A partnership agreement is the foundational governance document for general partnerships and limited partnerships, defining profit and loss allocations, capital contributions, management authority, voting rights, partner responsibilities, and dissolution mechanics. All lenders require it before approving loans to partnership entities.
Partnerships are governed by their partnership agreement plus the applicable state's Uniform Partnership Act (general partnerships) or Revised Uniform Limited Partnership Act (limited partnerships). Unlike LLCs, general partnerships provide no liability protection to general partners — each general partner is jointly and severally liable for partnership debts. Limited partnerships protect limited partners (who are passive investors) while general partners remain fully exposed. Core provisions of a partnership agreement: (1) Capital contributions — each partner's initial investment, obligations for future contributions, and treatment of capital accounts. (2) Profit and loss allocation — can be structured in any ratio agreed upon by partners (does not need to match capital contribution percentages, but must have substantial economic effect under IRC Section 704(b) to be recognized for tax purposes). (3) Management authority — for general partnerships, which partners have authority to bind the partnership; for limited partnerships, the general partner(s) manage and limited partners are restricted from management participation (or risk losing limited liability). (4) Distributions — when cash is distributed and in what order; tax distributions for partners' liability on allocated income. (5) Dissolution and liquidation — triggers for dissolution, liquidation procedures, and distribution priorities on wind-down. For financing, lenders require the full partnership agreement before loan closing. Key review items: who is authorized to execute loan documents on behalf of the partnership; what votes are required for borrowing; whether any existing liens, pledges, or consent requirements exist; and that all general partners sign or authorize the transaction (lenders typically require all general partners to personally guarantee partnership loans).

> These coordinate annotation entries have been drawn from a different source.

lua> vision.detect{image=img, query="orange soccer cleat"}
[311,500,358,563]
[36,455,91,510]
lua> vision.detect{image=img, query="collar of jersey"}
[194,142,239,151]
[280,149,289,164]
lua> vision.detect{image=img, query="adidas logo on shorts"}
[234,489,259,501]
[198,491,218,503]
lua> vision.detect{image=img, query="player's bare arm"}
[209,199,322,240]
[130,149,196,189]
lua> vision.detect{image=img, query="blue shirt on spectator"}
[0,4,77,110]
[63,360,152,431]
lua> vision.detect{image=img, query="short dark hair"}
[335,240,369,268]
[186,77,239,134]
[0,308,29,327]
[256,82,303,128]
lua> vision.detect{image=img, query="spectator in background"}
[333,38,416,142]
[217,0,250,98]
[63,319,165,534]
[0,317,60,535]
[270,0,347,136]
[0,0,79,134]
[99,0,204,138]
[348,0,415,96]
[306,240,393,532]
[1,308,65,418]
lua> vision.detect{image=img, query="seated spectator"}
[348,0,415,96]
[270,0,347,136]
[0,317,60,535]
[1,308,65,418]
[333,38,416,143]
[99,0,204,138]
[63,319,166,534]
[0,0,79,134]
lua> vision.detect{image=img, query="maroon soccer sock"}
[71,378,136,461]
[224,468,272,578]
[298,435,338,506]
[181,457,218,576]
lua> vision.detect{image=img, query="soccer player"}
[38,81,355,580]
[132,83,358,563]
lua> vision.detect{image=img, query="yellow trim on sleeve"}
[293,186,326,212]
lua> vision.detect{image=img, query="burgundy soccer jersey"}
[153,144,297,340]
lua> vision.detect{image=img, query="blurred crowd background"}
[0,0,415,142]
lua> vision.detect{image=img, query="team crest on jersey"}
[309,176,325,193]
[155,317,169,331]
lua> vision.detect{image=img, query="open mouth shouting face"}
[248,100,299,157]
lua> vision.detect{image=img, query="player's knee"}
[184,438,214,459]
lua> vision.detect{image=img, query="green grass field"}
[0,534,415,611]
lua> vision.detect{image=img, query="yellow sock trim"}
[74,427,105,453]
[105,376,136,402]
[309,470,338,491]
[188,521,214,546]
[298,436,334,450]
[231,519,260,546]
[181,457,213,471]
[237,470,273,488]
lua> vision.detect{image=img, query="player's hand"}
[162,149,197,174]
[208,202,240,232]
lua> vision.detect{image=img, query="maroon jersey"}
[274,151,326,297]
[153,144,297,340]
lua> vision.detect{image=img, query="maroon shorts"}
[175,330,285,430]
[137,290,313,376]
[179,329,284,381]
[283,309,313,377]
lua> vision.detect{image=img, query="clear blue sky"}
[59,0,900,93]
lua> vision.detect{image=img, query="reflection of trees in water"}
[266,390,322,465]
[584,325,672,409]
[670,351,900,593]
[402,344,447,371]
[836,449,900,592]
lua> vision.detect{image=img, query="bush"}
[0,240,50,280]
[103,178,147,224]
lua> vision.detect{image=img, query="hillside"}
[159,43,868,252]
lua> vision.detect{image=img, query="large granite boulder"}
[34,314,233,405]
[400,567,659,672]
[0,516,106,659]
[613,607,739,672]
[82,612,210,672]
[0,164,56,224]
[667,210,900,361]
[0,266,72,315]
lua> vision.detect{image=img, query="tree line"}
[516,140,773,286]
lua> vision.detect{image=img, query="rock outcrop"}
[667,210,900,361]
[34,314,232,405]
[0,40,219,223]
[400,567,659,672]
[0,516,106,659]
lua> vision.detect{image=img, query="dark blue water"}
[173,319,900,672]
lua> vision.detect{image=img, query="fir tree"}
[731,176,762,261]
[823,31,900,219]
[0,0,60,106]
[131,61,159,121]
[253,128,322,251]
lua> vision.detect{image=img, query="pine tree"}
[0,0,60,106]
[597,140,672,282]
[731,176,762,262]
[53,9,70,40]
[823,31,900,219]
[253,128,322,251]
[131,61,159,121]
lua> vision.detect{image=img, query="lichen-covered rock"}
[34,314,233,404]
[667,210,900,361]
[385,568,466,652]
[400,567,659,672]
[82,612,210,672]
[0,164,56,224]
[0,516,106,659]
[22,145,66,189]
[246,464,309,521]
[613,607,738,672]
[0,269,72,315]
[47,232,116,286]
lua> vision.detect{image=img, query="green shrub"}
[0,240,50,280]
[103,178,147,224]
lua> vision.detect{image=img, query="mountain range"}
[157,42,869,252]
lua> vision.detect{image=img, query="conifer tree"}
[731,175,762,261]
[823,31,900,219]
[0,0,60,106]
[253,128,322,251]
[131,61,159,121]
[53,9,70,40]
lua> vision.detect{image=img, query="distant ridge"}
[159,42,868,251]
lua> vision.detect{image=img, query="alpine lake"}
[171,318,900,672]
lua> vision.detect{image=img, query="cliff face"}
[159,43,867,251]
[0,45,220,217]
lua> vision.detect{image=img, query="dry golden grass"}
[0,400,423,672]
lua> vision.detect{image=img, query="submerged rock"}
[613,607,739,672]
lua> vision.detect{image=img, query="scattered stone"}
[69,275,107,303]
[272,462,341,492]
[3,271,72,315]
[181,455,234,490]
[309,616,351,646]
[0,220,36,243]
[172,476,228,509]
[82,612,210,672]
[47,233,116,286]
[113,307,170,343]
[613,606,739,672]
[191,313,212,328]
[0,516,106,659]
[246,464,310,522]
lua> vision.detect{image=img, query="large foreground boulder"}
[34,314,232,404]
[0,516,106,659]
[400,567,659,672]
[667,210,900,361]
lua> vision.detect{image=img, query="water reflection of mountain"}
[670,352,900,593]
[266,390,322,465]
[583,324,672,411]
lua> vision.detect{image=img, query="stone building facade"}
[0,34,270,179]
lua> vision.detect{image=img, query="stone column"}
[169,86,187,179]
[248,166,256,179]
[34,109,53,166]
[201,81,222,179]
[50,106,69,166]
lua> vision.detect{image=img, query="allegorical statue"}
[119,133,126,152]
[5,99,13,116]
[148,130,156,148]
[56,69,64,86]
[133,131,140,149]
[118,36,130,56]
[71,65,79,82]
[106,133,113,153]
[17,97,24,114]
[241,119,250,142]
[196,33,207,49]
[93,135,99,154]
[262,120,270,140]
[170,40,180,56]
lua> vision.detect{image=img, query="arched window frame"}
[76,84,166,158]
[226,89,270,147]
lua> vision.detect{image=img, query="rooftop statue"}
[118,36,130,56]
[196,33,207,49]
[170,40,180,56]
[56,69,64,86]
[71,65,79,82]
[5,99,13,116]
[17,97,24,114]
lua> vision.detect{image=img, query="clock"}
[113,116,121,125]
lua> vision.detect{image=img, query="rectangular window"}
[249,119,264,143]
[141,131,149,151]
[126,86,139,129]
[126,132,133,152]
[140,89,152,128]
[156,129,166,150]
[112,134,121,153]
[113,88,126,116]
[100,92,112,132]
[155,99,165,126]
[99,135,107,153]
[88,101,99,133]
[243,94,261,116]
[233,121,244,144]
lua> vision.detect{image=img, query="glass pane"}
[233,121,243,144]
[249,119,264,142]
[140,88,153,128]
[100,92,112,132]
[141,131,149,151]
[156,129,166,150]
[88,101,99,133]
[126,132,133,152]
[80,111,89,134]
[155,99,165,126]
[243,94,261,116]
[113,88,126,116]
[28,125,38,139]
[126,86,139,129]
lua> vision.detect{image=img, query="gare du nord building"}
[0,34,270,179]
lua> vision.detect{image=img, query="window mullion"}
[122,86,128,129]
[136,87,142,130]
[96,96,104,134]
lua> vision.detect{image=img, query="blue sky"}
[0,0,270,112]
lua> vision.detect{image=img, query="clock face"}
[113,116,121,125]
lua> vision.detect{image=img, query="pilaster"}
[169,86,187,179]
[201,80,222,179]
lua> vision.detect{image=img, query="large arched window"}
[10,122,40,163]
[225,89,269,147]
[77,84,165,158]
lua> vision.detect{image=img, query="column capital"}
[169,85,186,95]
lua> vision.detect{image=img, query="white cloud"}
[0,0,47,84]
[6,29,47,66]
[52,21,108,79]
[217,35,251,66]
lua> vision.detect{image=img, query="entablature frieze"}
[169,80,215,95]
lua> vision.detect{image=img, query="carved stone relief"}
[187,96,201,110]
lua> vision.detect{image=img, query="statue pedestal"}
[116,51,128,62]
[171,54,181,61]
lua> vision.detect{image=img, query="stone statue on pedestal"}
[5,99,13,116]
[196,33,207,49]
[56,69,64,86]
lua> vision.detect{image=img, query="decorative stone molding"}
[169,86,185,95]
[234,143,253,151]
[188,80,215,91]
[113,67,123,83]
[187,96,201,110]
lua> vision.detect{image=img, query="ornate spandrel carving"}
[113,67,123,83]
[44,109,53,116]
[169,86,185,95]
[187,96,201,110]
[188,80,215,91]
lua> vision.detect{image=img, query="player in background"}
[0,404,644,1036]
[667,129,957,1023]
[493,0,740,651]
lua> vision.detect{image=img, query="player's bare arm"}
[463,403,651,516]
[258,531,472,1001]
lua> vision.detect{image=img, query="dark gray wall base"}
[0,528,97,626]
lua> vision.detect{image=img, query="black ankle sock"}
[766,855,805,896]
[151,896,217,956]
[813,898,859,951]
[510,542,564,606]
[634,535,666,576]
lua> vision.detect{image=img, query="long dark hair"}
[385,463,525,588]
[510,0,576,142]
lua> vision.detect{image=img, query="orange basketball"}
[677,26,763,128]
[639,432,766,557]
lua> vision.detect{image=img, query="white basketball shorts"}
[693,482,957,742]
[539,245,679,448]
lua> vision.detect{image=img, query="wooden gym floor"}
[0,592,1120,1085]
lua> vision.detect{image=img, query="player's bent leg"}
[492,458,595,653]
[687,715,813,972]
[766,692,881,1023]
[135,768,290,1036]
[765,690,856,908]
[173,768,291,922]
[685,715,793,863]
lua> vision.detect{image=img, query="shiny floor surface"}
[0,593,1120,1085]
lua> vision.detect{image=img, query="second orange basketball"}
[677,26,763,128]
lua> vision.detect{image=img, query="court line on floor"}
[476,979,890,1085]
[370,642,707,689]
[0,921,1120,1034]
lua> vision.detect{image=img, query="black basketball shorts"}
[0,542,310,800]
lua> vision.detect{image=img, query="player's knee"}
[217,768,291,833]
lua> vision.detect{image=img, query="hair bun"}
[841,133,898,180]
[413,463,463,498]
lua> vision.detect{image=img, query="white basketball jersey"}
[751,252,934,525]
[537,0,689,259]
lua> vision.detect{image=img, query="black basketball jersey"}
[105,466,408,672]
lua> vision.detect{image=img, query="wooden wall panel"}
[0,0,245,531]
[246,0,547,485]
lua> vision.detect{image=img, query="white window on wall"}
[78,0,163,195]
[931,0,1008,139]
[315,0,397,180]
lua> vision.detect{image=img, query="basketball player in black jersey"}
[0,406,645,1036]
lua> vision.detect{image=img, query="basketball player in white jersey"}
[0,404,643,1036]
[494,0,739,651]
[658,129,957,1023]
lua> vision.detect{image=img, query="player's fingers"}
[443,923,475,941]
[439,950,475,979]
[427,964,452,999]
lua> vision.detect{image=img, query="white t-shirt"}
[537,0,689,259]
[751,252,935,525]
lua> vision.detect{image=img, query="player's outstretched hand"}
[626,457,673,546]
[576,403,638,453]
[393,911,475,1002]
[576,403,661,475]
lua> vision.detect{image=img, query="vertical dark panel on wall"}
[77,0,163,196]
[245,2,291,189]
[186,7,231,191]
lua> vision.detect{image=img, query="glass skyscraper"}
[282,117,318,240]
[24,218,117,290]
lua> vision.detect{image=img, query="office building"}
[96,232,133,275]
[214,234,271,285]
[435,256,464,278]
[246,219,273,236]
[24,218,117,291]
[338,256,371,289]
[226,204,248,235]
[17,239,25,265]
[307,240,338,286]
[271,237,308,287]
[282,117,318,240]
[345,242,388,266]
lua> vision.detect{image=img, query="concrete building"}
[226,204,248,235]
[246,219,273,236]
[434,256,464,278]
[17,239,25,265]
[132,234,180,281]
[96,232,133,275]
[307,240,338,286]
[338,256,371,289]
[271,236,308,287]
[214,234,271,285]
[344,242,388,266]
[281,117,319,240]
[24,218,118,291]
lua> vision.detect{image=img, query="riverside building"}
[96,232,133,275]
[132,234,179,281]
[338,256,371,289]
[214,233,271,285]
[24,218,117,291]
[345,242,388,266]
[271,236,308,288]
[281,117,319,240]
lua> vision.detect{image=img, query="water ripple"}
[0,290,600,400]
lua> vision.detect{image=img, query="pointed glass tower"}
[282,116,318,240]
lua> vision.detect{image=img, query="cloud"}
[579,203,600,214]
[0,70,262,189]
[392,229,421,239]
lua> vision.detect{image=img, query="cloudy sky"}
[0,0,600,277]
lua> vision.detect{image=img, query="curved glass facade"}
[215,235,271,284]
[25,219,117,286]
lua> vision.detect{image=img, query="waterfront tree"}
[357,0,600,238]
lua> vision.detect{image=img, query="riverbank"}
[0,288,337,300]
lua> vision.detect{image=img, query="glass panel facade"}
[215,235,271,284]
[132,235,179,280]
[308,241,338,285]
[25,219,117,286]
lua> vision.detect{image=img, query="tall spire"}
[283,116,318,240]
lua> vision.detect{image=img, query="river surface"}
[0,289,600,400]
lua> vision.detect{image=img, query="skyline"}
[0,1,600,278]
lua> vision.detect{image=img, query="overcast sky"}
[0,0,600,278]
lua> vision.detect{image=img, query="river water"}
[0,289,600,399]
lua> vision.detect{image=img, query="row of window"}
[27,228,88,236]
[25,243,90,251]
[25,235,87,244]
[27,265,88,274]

Under the Uniform Partnership Act default rules, each general partner has equal management rights and equal authority to bind the partnership — regardless of their capital contribution or profit share. The partnership agreement can modify this: authority can be delegated to a managing partner, or thresholds can require majority or unanimous consent for specific actions. Without a written agreement restricting authority, any general partner can legally bind the partnership to contracts and debts.
In a general partnership (GP), all partners are general partners — all have management rights and all are personally liable for partnership debts. In a limited partnership (LP), there is at least one general partner (full liability, management authority) and one or more limited partners (liability limited to their investment, no management participation). Limited partnerships are commonly used for real estate investment, private equity, and fund structures where investors want liability protection without day-to-day management involvement.
Yes — both general and limited partnerships are eligible borrowers under SBA 7(a) and SBA 504 programs. The SBA requires all partners with 20%+ ownership to provide personal guarantees. For limited partnerships, the general partner(s) must guarantee regardless of ownership percentage (since they have unlimited liability exposure anyway). The partnership agreement must confirm borrowing authority, and all required partners must sign the loan documents.